Axios Macro

December 18, 2024
One year ago, we asked you to predict how the economy would perform in 2024. You got it pretty much exactly right. More below, plus the latest housing data.
- Now it's time to create the 2025 Axios Macro consensus. Please enter your predictions here. We'll share the results on Friday. 🔮
Situational awareness: The final Federal Reserve policy meeting of the year concludes today. The statement and new economic projections are out at 2pm ET, and chair Jerome Powell's press conference starts at 2:30. Neil will be in the room. ✋
Today's newsletter, edited by Ben Berkowitz and copy edited by Katie Lewis, is 660 words, a 2½-minute read.
1 big thing: Your forecast became (mostly) reality
Maybe it's the wisdom of the crowds or involves a little luck. But we prefer to attribute the accuracy of your 2024 economic predictions to the fact that Macro readers are a smart and savvy group.
The big picture: You saw solid growth, diminishing inflation and an intact job market in the cards for this year, and that's precisely what materialized.
By the numbers: The Axios Macro consensus — the median prediction of about 600 people who logged their guesses last December — was for 2.5% GDP growth with just 25% odds of a recession.
- The U.S. has indeed skirted recession, and GDP rose 2.7% for the relevant period (year-over-year change as of Q3).
- Inflation moderated just as Macro readers expected. The Consumer Price Index rose 2.7% in the 12 months ended in November, in line with the 2.8% that was the median reader projection.
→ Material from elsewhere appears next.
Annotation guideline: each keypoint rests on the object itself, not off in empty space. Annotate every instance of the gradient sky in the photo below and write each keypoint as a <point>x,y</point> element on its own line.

State of play: You correctly foresaw modest cooling in the job market — but it cooled a bit more than you anticipated.
- The unemployment rate stood at 4.2% in November, slightly above the 4% of the median forecast.
- You anticipated payroll job growth averaging 195,000 a month in 2024; through November, that number was 180,000.
You also correctly projected the scale of Federal Reserve monetary easing that would arrive in 2024.
- Last December, the Fed's target interest rate was around 5.4%, and you anticipated it would fall to 4.5%.
- It's currently around 4.6%, and if the Federal Open Market Committee acts as expected at today's policy meeting by delivering another quarter-point cut in its target range, it would fall to about 4.4%.
Reality check: Macro readers' one forecasting whiff was in anticipating that those Fed rate cuts would translate into significantly lower long-term interest rates.
- The 10-year Treasury yield was 4.4% this morning, nearly a full percentage point higher than the 3.5% readers anticipated.
- Those longer-term yields are set in global bond markets, which are essentially betting that we aren't returning to the 2010s regime of persistently low inflation and low rates.
The bottom line: In making any major economic decisions this year, if you stuck with the Axios Macro consensus as your baseline, you did pretty well for yourself.
- Here's that link again, if you'd like to participate in shaping the 2025 projections.
2. Homebuilding's ugly November


Much of what plagued the housing market last year has persisted throughout 2024. That is one big takeaway from new data out today.
The big picture: The number of homes under construction continues to decline from the peak seen two years ago — and in November, homebuilders broke ground on new construction at a slower pace.
- Housing starts fell almost 2% from the prior month, to an annualized rate of 1.3 million, a four-month low.
- Multi-housing construction fell more than 20%, offsetting the roughly 6% increase in single-family units that were started last month.
Yes, but: While homebuilders were slow to start new projects, there are elevated rates of finished housing projects across the country — a sign that more supply might be coming online.
- Housing completions were about 2% lower than in October, but more than 9% higher than the same period a year ago.
- An indicator of building activity in the future was also positive. Housing permits — that is, approvals for construction projects — rose 6%, overwhelmingly due to higher approvals for multifamily construction.
Fed rate cuts have not translated into significantly lower mortgage rates. That is weighing on affordability and keeping homeownership out of reach for prospective buyers.
- Meanwhile, existing homeowners are hesitant to give up their low-rate mortgages.
- "The main factor that will determine the direction of the housing market will be mortgage rates, which we think will take a long while to reach a comfortable range for many buyers," analysts at Bank of America wrote in a note today.
- "Given that many homeowners locked in low rates during Covid, a mortgage rate above 6% would still be too high to promote significant activity," they added.